Low oil pressure?

Actually... that is not the reason. All of this great info stimulated me to study up a lot on this in the last 24 hours and have found this is not the case.

The most 'turning torque' on the crank is exerted by the piston+rod around 70 to 90 degrees. This is what Brian is thinking of above. People misinterpret this as the same as total rod force, but it is not. To see why:

The rod force can be divided into 2 parts: tangential and radial. The tangential part is going through the rod journal in a direction that is 90* from a line between the crank center and the rod journal center. Your can think of that like the force you exert on a bicycle pedal and it is what turns the crank. Tangential force peak generally around the 70 to 90 degrees range and THAT is the 'turning torque', like what Brian identifies. But it is not the only force on the rod.

The other part of rod force is the radial part, which is what is going straight into the center of the crank. If you put a piston at TDC, and pushed down on it, all the force would go straight down into the crank, and the crank will not turn; that is radial force. The piston+rod's radial force has NO leverage to turn the crank, BUT it is still force that the rod and rod bearing and oil have to deal with.

This radial force peak soon after TDC, when the combustion pressure peaks (ideally around 14 degree ATDC) and is considerably higher than the peak tangential rod force in the 70 to 90 degree range... for most engine uses. The 'primary' force being 2-3 times higher, or more, than the peak tangential force at 70-90 degrees, would be a good guess.

Sooooo.... while you are at lower to mid RPM's, the rod force graph actually peaks soon after TDC due to the radial force component. If you only think of the turning force (tangential force) from the rod, then you will miss this higher peak of radial force acting on the rod and bearing and oil.

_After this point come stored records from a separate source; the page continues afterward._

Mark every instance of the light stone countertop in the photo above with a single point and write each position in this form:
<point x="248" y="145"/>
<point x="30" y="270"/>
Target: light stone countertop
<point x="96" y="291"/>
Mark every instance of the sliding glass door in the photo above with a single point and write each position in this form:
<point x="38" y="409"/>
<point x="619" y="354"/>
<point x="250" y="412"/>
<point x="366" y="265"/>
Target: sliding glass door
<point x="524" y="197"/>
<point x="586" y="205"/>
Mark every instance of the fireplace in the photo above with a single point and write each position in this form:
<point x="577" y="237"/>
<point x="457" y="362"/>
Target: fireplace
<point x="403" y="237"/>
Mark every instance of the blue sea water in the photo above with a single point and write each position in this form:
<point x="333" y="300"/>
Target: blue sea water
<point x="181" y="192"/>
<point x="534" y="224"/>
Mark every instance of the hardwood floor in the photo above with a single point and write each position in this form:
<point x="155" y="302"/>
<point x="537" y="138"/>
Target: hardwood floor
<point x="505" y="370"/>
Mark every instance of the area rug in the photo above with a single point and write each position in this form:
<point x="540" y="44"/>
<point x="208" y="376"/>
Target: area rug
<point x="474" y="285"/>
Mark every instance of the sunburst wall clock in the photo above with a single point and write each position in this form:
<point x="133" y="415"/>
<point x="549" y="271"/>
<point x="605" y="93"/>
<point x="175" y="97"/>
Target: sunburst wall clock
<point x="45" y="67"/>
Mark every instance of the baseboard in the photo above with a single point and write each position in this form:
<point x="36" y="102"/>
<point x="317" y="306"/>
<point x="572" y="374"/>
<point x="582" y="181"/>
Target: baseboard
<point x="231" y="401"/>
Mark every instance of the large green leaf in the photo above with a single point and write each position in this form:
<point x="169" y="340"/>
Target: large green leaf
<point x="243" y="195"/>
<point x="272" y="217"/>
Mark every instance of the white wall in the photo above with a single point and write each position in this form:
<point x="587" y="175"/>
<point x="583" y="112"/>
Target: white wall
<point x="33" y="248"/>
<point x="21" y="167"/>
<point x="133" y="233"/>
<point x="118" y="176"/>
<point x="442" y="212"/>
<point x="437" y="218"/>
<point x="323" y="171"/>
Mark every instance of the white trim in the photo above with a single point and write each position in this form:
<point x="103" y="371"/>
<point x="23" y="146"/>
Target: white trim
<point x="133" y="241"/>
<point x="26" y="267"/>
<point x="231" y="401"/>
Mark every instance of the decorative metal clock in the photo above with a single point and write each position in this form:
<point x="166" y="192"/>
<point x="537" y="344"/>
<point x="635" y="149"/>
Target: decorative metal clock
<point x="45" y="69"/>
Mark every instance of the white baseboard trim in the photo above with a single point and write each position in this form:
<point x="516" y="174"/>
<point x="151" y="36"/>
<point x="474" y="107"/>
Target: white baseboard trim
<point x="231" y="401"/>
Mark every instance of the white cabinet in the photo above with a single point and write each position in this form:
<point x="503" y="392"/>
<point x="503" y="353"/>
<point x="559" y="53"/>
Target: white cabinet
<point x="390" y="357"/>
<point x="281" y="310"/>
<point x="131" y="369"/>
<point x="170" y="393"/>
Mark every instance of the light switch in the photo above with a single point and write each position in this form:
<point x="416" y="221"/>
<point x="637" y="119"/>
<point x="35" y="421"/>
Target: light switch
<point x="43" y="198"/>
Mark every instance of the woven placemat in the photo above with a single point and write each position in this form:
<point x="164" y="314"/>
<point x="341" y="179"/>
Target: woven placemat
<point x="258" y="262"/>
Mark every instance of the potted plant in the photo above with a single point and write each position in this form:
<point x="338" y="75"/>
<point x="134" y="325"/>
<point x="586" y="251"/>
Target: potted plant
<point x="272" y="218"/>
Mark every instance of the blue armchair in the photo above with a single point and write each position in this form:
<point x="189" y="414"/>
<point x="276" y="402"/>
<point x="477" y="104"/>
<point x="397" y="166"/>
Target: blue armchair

HOWEVER..... when you get higher and higher RPM's, then another effect starts coming into play, and a 2nd peak emerges in the rod force versus crank angle graph.
  • Imagine #1 piston and rod moving down the bore at high speed; at 8000 RPM for a SBM, this moves as fast as 1500 inches per second (over 100 mph), so the piston/rod has a LOT of energy in it at that speed. And know that if you increase the RPMs from 6000 to 8000 the RPM's, this rod+piston energy goes by by 1.8 times more...it increases as the square of the RPM's.
  • As the piston and rod moves down the bore, something else is happening: the next cylinder in the firing order is on the compression stroke, and that work put a 'backwards' force on the crank; that wants to slow the crank down. Yes, the flywheel/TC try to keep the crank turning at a constant speed, but regardless, the crank DOES slow down a bit as the next cylinder's charge is compressed.
  • Now piston and rod #1 also HAS to slow down, and that deceleration has to come from the crank 'fighting back' and exerting a force 'backwards' on the #1 piston and rod. At higher and higher RPM's, that reverse force has to rapidly get larger and larger because the piston and rod inertial energies are growing as the square of the RPM's, and it takes a more and more of reverse force on the rod to take out the energy needed to slow the piston and rod.
  • That reverse force adds to the normal combustion force (tangential + radial) on the rod and produces a 2nd peak in the 70 to 90 degree crank angle range, that grows rapidly with RPM's and eventually becomes THE BIG peak in the rod force, bigger even than the one just after TDC.
So that 2nd rod force peak nearing 90 degrees of crank angle, that shows up with any significance only at high RPM's, and which gets bigger and bigger when you to higher and higher RPM's, looks to be the reason for rod oil timing.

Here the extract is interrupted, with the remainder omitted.